When political speaker Chanda Parbhoo’s family gets together, the room fills with politics, passion and a sense of pride for being Indian. “That’s what I want [politics] always to be,” Chanda says, a path “to bring people together and to be proud of who we are.” It’s part of why she started her own Plano/Dallas organization: South Asian American Voter Empowerment (SAAVE).

SAAVE started unofficially after the elections last November when Chanda realized that South Asians had the lowest voter turnout rate, according to the statistics for Texas. More often than not, Asians capable of voting chose not to vote, she says.

So, Chanda stepped in. With a group of 10 of her friends, she started registering people to vote and learned why voting had been previously overlooked. “People were telling us they didn’t understand what they were voting for, who the candidates were, or how it affected them, and we took that as an opportunity to fill in that gap,” Chanda says.

She wanted to make sure everyone had a voice in politics by educating them on the political process. Speaking at temples, music festivals and other events in the area, she worked on replacing preconceived notions of voting with newer, more powerful viewpoints.

Often, the people she met would say they go to general elections but stay out of city politics. Chanda reminds people, “If anything, this affects you first – long before the president will affect your personal life in Plano or Dallas.”

Born in South Africa during Apartheid years, she knows what it feels like to be considered a second-class citizen, to not have a choice at all. “We’re now in a first-world country, but you become a second-class citizen by choice when you don’t go vote,” Chanda says. “It’s critical to being an American,” she emphasizes.

In 1979, the year of the Iran hostage crisis, Chanda came to Texas. There weren’t many Indians here at the time, and it was common for people to confuse Indians with Iranians. The racism she faced then – people telling her to go back to where she came from – returned after last year’s election. It frustrated her, but gave her the courage to speak up for her community.

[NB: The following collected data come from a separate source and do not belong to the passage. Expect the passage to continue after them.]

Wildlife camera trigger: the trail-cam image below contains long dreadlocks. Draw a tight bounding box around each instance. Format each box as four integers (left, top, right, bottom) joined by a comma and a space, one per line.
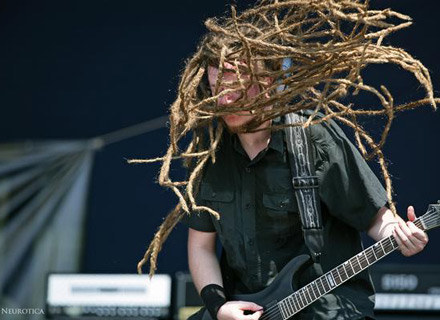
129, 0, 438, 276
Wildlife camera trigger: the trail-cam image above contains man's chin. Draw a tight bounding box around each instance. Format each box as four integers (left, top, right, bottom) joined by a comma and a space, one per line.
221, 118, 251, 134
225, 123, 246, 134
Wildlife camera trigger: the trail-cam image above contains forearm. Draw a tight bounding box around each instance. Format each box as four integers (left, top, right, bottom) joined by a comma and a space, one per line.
188, 229, 228, 319
188, 229, 223, 294
189, 247, 223, 293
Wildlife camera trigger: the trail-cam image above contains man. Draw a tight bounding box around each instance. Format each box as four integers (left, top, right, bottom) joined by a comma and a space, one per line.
133, 1, 436, 319
185, 61, 429, 320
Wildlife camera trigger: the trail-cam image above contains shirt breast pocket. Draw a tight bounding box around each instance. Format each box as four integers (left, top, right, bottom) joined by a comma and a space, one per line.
263, 193, 297, 213
199, 183, 239, 257
263, 193, 299, 245
200, 183, 234, 229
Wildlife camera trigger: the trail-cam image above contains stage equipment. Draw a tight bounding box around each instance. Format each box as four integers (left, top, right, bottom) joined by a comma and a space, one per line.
46, 273, 171, 319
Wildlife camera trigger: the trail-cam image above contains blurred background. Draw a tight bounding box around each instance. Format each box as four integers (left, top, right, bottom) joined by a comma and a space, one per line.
0, 0, 439, 319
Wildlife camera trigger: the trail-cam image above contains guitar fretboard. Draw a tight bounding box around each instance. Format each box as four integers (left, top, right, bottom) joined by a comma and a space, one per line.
276, 219, 423, 319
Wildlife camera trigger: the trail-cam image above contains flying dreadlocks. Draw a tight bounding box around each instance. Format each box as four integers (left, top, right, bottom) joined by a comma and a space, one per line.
130, 0, 438, 276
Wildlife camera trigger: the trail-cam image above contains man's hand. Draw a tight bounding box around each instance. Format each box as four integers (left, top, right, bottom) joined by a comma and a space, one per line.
217, 301, 263, 320
392, 206, 429, 257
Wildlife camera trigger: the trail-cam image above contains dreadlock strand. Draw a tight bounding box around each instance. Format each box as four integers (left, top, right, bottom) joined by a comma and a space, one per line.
135, 0, 438, 277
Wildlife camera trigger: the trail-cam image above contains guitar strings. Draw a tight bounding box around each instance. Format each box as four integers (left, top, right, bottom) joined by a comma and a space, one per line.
419, 215, 439, 229
260, 241, 396, 319
260, 239, 399, 319
258, 213, 437, 319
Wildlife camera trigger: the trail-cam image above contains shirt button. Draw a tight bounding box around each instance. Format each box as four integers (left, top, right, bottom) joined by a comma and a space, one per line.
211, 192, 216, 198
245, 167, 251, 173
279, 199, 288, 208
245, 203, 251, 209
248, 239, 254, 246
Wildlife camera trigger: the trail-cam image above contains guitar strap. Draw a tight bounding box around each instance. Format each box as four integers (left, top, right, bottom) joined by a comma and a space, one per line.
283, 112, 324, 272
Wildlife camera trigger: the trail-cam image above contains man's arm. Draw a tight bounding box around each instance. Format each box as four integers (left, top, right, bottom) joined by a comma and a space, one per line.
188, 228, 263, 320
367, 206, 429, 256
188, 228, 223, 291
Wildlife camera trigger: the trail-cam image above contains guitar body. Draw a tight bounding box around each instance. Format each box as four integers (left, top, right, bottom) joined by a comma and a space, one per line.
200, 254, 311, 320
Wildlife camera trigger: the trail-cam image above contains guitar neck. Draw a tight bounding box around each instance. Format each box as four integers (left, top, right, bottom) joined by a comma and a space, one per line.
277, 218, 425, 318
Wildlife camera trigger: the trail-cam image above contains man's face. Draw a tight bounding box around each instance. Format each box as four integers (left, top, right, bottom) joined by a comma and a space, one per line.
207, 61, 263, 132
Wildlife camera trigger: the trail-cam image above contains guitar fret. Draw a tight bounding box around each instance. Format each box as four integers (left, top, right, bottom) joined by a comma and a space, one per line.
302, 288, 310, 304
314, 280, 321, 296
347, 260, 354, 276
279, 302, 287, 320
293, 293, 301, 311
341, 263, 349, 279
285, 300, 291, 317
371, 246, 378, 260
390, 237, 397, 249
286, 296, 294, 314
289, 296, 298, 312
349, 258, 359, 274
335, 267, 343, 283
290, 295, 300, 312
345, 261, 354, 277
326, 272, 336, 288
355, 255, 362, 270
365, 248, 373, 264
297, 292, 304, 309
309, 283, 317, 300
374, 243, 384, 258
321, 276, 330, 292
385, 238, 394, 254
298, 290, 305, 307
302, 289, 308, 305
306, 286, 313, 302
356, 256, 362, 271
301, 287, 310, 304
359, 252, 368, 269
292, 296, 298, 313
317, 277, 324, 293
379, 240, 386, 255
386, 238, 395, 251
319, 279, 325, 294
298, 291, 305, 308
291, 296, 297, 314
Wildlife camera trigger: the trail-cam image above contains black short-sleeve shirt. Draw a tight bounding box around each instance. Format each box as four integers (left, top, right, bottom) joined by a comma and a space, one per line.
183, 116, 388, 320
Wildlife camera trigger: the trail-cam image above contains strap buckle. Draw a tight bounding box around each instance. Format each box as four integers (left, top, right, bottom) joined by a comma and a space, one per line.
292, 176, 319, 189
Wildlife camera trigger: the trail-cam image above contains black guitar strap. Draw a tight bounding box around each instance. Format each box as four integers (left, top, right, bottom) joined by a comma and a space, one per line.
283, 112, 324, 269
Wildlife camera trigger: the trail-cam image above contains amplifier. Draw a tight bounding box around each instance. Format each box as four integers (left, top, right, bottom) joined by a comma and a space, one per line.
174, 272, 203, 320
45, 274, 172, 319
371, 264, 440, 312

Mary Jacobs, a local journalist and producer who knew Chanda back when their kids were in preschool together, remembered her as a petite, soft-spoken woman. When she heard Chanda speak at a recent SAAVE event, she was pleasantly surprised to see this conviction in her. “Words meant to hurt or intimidate can serve to light a fire under you. Hearing her story reminded me that we should not take our freedom or our democracy for granted,” Mary says.

Chanda, surprisingly, had no prior aspirations in politics, but she rose to the occasion. Her advice to women is simple: “Never undermine your potential, and follow your passions. You can translate that passion into a leadership position.”